What’s the single biggest expense that your clients will face once they’ve retired? Housing? Recreation? How…

What’s the single biggest expense that your clients will face once they’ve retired? Housing? Recreation?

How about health care costs?

Between Medicare premiums and the portion of medical bills Medicare doesn’t pay, health care costs are actually a bigger retirement expense than housing and recreation combined, according to Peter Stahl, founder of Bedrock Business Results, a consulting firm designed to help financial advisers understand their clients’ health care challenges during retirement.

Those expenses are likely to get worse when you consider that the premiums for Medicare Parts B and D are going up more than 7% a year. The latest Fidelity research shows that a couple who retired last year could expect to spend an estimated $245,000 on health care throughout their retirement years.

MINIMIZING INCOME

When you combine the fact that there is an enormous amount of concern — and confusion — among consumers when it comes to health care expenses, it becomes apparent that advisers would do well to add health care to their planning repertoire.

What can advisers do? Plenty. Because Medicare premiums are based on retirement income, advisers should take steps to minimize their retiree clients’ modified adjusted gross income. They can do that by having clients take a portion of their withdrawals from tax-advantaged accounts such as Roth IRAs, health savings accounts, permanent life insurance policies and reverse mortgages. Moving a married couple’s income just one tax bracket lower can save them $65,000 in Medicare premiums over a 20-year retirement, according to Mr. Stahl.
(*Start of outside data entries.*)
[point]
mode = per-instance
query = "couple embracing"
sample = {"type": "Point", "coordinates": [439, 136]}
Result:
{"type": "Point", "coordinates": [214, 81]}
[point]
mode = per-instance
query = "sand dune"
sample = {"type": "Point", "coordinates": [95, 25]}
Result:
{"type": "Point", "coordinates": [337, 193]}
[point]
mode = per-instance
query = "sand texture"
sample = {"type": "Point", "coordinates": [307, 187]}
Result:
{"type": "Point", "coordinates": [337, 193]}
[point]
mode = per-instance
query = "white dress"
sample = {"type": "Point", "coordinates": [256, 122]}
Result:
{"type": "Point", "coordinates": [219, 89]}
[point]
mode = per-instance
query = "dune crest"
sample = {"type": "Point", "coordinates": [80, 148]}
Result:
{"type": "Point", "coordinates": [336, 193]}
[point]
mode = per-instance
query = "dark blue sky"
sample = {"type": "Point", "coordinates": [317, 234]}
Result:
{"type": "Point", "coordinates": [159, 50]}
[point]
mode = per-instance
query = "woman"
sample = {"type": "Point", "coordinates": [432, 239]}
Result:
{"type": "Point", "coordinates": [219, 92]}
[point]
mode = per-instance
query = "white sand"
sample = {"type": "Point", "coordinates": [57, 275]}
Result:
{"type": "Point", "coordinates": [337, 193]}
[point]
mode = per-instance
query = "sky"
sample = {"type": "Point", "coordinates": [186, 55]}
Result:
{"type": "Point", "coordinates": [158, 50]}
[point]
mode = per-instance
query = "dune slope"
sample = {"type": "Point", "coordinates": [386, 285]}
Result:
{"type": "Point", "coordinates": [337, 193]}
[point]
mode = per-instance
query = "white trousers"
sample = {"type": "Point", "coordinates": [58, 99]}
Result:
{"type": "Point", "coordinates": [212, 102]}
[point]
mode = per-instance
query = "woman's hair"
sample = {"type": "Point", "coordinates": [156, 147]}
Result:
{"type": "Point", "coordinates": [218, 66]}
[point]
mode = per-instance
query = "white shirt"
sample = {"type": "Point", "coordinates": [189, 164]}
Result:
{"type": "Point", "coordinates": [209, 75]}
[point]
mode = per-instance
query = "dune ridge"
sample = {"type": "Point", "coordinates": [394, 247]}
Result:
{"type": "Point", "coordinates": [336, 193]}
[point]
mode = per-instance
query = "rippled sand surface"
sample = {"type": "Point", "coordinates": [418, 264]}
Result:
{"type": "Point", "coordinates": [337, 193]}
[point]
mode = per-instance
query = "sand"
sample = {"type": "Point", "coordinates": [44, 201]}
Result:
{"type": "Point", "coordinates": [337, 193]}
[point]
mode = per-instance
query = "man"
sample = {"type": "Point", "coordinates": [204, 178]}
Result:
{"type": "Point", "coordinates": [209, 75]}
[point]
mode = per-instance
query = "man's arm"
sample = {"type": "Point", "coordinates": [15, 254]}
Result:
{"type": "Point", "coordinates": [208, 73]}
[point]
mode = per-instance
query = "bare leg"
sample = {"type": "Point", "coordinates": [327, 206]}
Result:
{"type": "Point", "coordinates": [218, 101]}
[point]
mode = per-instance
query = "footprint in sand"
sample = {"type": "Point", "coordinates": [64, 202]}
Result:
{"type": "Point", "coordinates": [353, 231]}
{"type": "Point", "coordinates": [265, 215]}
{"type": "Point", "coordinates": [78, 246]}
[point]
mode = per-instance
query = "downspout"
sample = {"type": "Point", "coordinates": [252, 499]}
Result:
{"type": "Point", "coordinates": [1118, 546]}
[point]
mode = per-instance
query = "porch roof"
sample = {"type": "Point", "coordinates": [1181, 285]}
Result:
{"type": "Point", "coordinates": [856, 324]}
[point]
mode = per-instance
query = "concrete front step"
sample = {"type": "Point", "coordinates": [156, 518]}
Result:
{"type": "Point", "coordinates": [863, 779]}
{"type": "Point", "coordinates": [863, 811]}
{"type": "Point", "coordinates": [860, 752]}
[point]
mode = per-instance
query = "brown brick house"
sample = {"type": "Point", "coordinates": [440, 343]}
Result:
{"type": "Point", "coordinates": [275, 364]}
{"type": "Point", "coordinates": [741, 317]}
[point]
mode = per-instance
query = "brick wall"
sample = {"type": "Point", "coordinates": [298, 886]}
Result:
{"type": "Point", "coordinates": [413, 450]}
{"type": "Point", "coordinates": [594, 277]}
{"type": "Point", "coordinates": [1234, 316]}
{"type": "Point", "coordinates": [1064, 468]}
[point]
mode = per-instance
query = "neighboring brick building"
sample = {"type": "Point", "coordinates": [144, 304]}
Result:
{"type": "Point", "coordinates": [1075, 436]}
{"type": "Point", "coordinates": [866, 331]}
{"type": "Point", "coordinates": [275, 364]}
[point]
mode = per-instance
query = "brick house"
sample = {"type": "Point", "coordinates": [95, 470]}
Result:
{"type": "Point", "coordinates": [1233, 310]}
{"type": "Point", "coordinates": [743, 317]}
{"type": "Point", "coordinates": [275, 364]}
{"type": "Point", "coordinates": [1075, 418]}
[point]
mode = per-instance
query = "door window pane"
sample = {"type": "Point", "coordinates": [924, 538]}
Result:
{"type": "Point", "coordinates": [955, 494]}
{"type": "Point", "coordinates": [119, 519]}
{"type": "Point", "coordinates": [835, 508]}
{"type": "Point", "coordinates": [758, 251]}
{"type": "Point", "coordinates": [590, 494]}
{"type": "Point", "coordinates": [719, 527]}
Health care planning is not just something to do for your older clients. Younger clients should also take advantage of tax strategies now that will benefit them in retirement.

For example, clients who have health savings accounts through their employers would do well to contribute the maximum every year, as those accounts are triple tax-advantaged. However, they should be discouraged from using the account now and instead urged to fund medical expenses from current income if they can. That’s because they’ll likely need that money in retirement, when medical costs will be higher and will be eating up more of their budget.

Health care is a good example of how the advice business is constantly evolving. Those who stay up to date with all of the changes affecting their clients will do well, while those who don’t may well be left behind.